Availability changes lives. A two-minute Saturday email can completely transform a therapeutic relationship. That small investment delivers a massive return, because no one else does it.
I’ve delivered medication samples to a client’s home after a prior authorization was denied. Why wouldn’t I? What’s the obstacle? What’s the cost compared to the benefit?
Accountability matters, too. When I make a mistake, I own it. I’ve forgotten follow-up appointments before, leaving clients without medications. When that happens, I apologize. Clients forgive you when you’re honest, and it strengthens the therapeutic alliance because it proves you care and you’re human.
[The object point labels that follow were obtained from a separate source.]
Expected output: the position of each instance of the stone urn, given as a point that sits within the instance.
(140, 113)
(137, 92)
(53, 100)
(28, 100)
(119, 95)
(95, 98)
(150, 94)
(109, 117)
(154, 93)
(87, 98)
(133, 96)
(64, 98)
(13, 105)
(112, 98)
Expertise is non-negotiable. We must be experts in what we do. That means constant learning: reading, writing, training, attending conferences, and never avoiding the hard cases.
Quality over quantity. Always. Some follow-ups take 10 minutes. Others take an hour. The client gets what they need, not what the schedule dictates.
When all of this is practiced consistently, excellence is the natural byproduct. The team performs at a higher level. Clients get better faster, with fewer side effects. They send more clients our way because they trust us.
That’s why a small practice like ours has won Coastal Virginia’s Best of two years in a row, on a volume vote, against giants with multiple providers.
We don’t win because we’re bigger.
We win because we are comfortable being uncomfortable.
Reference
James, W. (1890). The principles of psychology (Vol. 1, pp. 293–294). Henry Holt and Company.